SLUS161F April 1999 – May 2020 UCC2813-0 , UCC2813-1 , UCC2813-2 , UCC2813-3 , UCC2813-4 , UCC2813-5 , UCC3813-0 , UCC3813-1 , UCC3813-2 , UCC3813-3 , UCC3813-4 , UCC3813-5
PRODUCTION DATA.
A separate overcurrent comparator within the UCCx813-x devices handles operation into a short-circuited or severely overloaded power supply output. This overcurrent comparator has a 1.5-V threshold and is also gated by the leading edge blanking signal to prevent false triggering. Once triggered, the overcurrent comparator uses the internal soft-start capacitor to generate a delay before retry is attempted. Often referred to as hiccup, this delay time is used to significantly reduce the input and dissipated power of the main converter and switching components. Full-cycle soft start ensures that there is a predictable delay of greater than 3 ms between successive attempts to operate during fault conditions. The circuit shown in Figure 28 and the timing diagram in Figure 29 show how the IC responds to a severe fault, such as a saturated inductor. When the peak current fault is first detected, the internal soft-start capacitor instantly discharges and stays discharged until the fault clears. At the same time, the PWM output is turned off and held off. When the fault clears, the capacitor slowly charges and allows the error amp output (COMP) to rise.
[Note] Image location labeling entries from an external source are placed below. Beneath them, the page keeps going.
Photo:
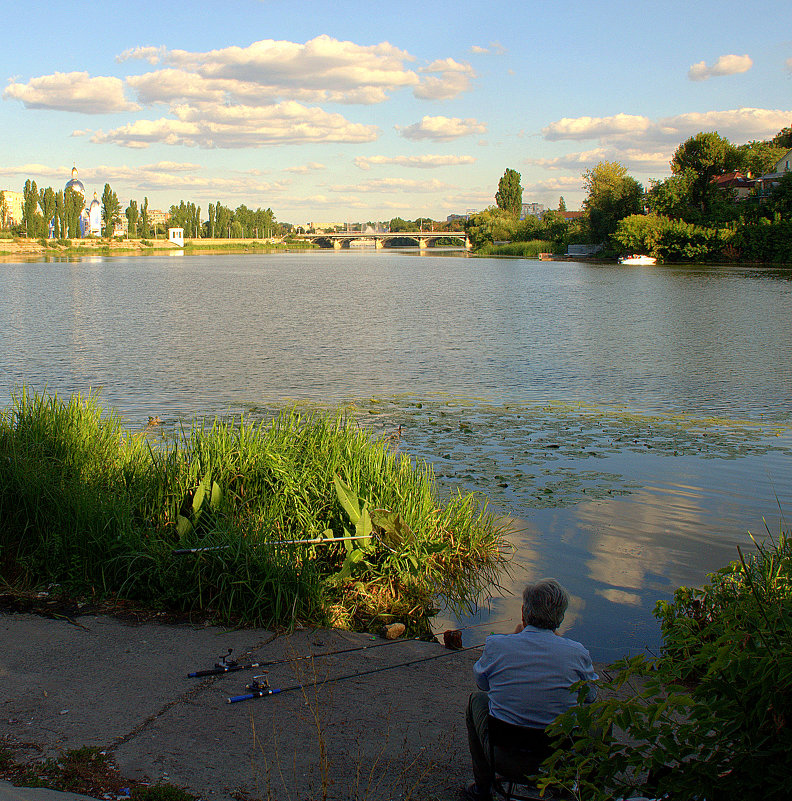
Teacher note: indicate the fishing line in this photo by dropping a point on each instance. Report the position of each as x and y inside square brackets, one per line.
[226, 665]
[262, 689]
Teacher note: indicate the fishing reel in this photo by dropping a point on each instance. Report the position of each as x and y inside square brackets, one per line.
[260, 682]
[224, 663]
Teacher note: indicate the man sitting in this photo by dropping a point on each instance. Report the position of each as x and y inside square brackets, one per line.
[526, 678]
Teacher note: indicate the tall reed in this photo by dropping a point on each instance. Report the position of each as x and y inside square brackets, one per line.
[98, 510]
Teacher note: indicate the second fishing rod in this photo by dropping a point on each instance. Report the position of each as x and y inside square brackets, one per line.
[261, 689]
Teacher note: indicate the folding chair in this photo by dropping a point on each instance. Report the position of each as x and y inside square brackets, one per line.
[515, 754]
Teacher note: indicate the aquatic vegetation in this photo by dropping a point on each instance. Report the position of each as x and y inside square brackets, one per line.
[540, 455]
[100, 510]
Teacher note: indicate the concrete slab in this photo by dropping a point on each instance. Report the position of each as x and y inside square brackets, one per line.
[10, 793]
[124, 688]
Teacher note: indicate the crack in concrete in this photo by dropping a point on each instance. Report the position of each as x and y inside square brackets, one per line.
[183, 698]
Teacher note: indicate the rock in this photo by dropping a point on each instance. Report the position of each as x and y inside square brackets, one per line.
[452, 639]
[394, 630]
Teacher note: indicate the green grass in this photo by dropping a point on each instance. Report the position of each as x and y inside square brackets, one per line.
[99, 510]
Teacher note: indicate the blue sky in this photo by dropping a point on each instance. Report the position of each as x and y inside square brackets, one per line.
[357, 111]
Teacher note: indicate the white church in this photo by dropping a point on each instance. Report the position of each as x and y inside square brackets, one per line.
[90, 215]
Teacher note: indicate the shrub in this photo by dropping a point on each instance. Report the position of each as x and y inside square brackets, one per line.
[766, 242]
[714, 718]
[670, 240]
[527, 250]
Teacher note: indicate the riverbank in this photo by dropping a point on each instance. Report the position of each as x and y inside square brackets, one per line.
[22, 247]
[121, 686]
[306, 519]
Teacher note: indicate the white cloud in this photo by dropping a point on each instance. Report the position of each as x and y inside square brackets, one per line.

When COMP gets high enough to enable the output, another fault occurs, latching off the PWM output, but the soft-start capacitor still continues to rise to 4 V before being discharged and permitting start of a new cycle. This means that for a severe fault, successive retries is spaced by the time required to fully charge the soft-start capacitor. TI recommends low leakage transformer designs in high-frequency applications to activate the overcurrent protection feature. Otherwise, the switch current may not ramp up sufficiently to trigger the overcurrent comparator within the leading edge blanking duration. This condition would cause continual cyclical triggering of the cycle-by-cycle current limit comparator but not the overcurrent comparator. This would result in brief high power dissipation durations in the main converter at the switching frequency. The intent of the overcurrent comparator is to reduce the effective retry rate under these conditions to a few milliseconds, thus significantly lowering the short-circuit power dissipation of the converter.